HOSPITAL bosses were urged to stand up to political pressure today, after more than 20 asked junior doctors to return to work over patient safety fears on the first day of their six-day strike.

The British Medical Association (BMA) said it refused to approve the requests because NHS England and some trusts were refusing to provide evidence that they have “exhausted” all other sources of staffing before recalling medics.

In a letter to the chief executive of NHS England, Amanda Pritchard, BMA chairman Professor Philip Banfield said: “This refusal to provide the information necessary to take well-informed decisions is fundamentally undermining the derogation process as we are being asked to take decisions about our members’ right to strike without the requisite information.

“NHS England, it seems, is wilfully placing the BMA in an impossible situation.

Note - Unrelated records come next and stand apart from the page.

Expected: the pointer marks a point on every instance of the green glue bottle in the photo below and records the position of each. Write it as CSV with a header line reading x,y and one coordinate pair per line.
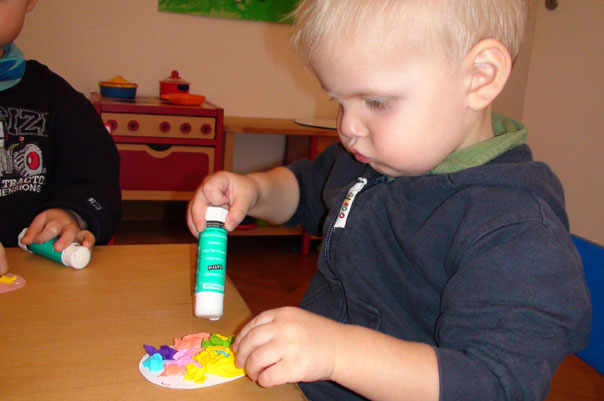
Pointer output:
x,y
75,255
211,265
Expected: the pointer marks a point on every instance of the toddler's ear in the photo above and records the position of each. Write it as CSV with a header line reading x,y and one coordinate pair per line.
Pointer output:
x,y
488,64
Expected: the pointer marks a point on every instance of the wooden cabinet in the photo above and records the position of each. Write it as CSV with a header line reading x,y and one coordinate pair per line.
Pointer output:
x,y
165,149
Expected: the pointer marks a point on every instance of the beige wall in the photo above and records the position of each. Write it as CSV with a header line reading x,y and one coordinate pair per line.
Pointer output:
x,y
564,105
244,66
248,68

“We are increasingly drawing the conclusion that NHS England’s change in attitude towards the process is not due to concerns around patient safety but due to political pressure to maintain a higher level of service, undermine our strike action and push the BMA into refusing an increasing number of requests — requests, we believe, that would not have been put to us during previous rounds of strike action.”

NHS Confederation chief Matthew Taylor claimed: “This is more about them [hospital leaders] needing to limit the precious time they and their teams have available to fill in forms when patient safety could be at risk.”

NHS Employers chief Danny Mortimer insisted that “these are clinical, not political, interventions.”

NHS England said the derogation requests were “to be expected” as Prime Minister Rishi Sunak insisted NHS leaders are “completely independent of government.”

But Dr John Lister, secretary of Keep Our NHS Public campaign group, told the Morning Star: “It seems clear that in NHS England and the minority of trusts that have sought to abuse the system and undermine the BMA strike action — their loyalty is to ministers  rather than to their own staff and the future of the services they provide.

“It’s time for the NHS Confederation, NHS Providers and indeed NHS England to stand with their staff and stand up to government, demanding ministers resume talks with the BMA rather than assisting ministers’ efforts to discredit and undermine the strikes.”